Mediation pioneers can lay down their spades and axes. The trails have been blazed. Practitioners, members of the judiciary, and legislators can now survey the cleared wetlands and engage with a renewed conflict resolution community marked by lawyers who also serve as neutrals, interdisciplinary mental health and financial partners, and a fully integrated vision of family mediation as integral to accessing justice.
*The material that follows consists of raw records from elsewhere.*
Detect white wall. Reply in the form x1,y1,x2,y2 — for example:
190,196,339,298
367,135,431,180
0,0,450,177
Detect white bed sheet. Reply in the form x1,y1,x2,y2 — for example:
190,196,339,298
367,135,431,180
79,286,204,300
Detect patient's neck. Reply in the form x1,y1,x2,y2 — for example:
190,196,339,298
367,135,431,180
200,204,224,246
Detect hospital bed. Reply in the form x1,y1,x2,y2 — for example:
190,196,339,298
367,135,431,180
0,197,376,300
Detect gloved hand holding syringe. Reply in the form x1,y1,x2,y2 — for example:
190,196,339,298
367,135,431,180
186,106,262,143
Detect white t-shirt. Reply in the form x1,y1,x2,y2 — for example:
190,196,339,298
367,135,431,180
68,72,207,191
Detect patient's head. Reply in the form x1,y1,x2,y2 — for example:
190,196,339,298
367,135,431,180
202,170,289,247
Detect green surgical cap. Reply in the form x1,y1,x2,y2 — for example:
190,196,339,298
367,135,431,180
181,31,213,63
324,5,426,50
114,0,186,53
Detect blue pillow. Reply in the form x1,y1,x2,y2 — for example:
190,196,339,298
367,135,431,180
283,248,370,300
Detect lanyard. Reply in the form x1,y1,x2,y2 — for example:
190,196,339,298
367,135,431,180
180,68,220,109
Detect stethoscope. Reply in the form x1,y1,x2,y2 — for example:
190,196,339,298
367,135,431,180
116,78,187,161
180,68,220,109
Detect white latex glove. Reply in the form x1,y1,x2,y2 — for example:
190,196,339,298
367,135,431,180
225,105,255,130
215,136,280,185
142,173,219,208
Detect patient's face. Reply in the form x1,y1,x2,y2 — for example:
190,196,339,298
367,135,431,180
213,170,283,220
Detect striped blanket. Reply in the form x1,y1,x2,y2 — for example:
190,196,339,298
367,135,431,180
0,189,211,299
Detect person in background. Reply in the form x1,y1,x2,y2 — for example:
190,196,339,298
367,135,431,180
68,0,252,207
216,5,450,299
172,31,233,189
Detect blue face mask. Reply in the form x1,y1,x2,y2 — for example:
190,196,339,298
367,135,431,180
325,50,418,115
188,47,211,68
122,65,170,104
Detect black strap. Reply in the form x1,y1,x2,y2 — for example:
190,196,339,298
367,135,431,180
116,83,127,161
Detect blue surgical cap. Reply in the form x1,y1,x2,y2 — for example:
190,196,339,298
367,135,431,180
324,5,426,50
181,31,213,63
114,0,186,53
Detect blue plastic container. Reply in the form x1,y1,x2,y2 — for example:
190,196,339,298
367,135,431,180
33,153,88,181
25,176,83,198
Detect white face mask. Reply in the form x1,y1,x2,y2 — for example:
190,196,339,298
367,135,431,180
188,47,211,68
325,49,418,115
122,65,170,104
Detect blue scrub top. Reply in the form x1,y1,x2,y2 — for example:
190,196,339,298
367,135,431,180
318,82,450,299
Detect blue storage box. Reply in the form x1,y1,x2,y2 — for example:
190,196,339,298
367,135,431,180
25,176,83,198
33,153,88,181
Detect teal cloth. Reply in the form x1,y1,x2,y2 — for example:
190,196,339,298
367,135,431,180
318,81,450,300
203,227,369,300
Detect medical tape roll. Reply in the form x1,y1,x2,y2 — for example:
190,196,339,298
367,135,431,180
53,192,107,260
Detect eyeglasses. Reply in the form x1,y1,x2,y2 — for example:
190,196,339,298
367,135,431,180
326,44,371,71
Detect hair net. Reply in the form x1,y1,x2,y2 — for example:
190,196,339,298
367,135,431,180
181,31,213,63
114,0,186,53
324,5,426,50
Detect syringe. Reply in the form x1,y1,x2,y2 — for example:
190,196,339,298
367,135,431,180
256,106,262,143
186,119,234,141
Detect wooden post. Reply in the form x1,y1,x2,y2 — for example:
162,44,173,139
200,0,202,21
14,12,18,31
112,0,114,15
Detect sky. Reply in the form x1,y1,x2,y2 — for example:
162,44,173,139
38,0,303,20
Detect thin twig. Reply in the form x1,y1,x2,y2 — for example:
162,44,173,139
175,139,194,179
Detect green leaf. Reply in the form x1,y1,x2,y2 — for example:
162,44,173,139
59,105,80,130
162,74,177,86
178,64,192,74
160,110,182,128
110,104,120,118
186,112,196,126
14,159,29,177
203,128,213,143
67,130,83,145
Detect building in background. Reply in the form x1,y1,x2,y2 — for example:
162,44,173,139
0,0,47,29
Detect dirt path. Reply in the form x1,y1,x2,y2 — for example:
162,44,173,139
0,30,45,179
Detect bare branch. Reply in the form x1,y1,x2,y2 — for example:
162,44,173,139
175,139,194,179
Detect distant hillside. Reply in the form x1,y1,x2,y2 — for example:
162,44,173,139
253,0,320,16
Attorneys, members of the judiciary, and legislators alike are now exploring a deeper mindset shift as mediation takes hold around the country. Attorneys trained solely in zealous advocacy can now expand beyond their warrior identities that they have maintained and embrace their peacemaking roles through training and balanced practice. They can support and represent family law clients participating in mediation at all stages of the divorce process, preventively create family relationship agreements before and during marriage, and represent parties that return to mediation to work out modifications in original divorce settlements. Members of the judiciary, many of whom have already incorporated mediation referral procedures and litigant education in their standard courtroom protocols, can further partner with private-sector mediators and mediation organizations to steer separating families towards mediation. Legislators in many states throughout the United States prioritize the formalization of mediation statutes, protecting and uplifting this growing process with codified laws surrounding confidentiality in mediation, mediator compensation, and even credentialing.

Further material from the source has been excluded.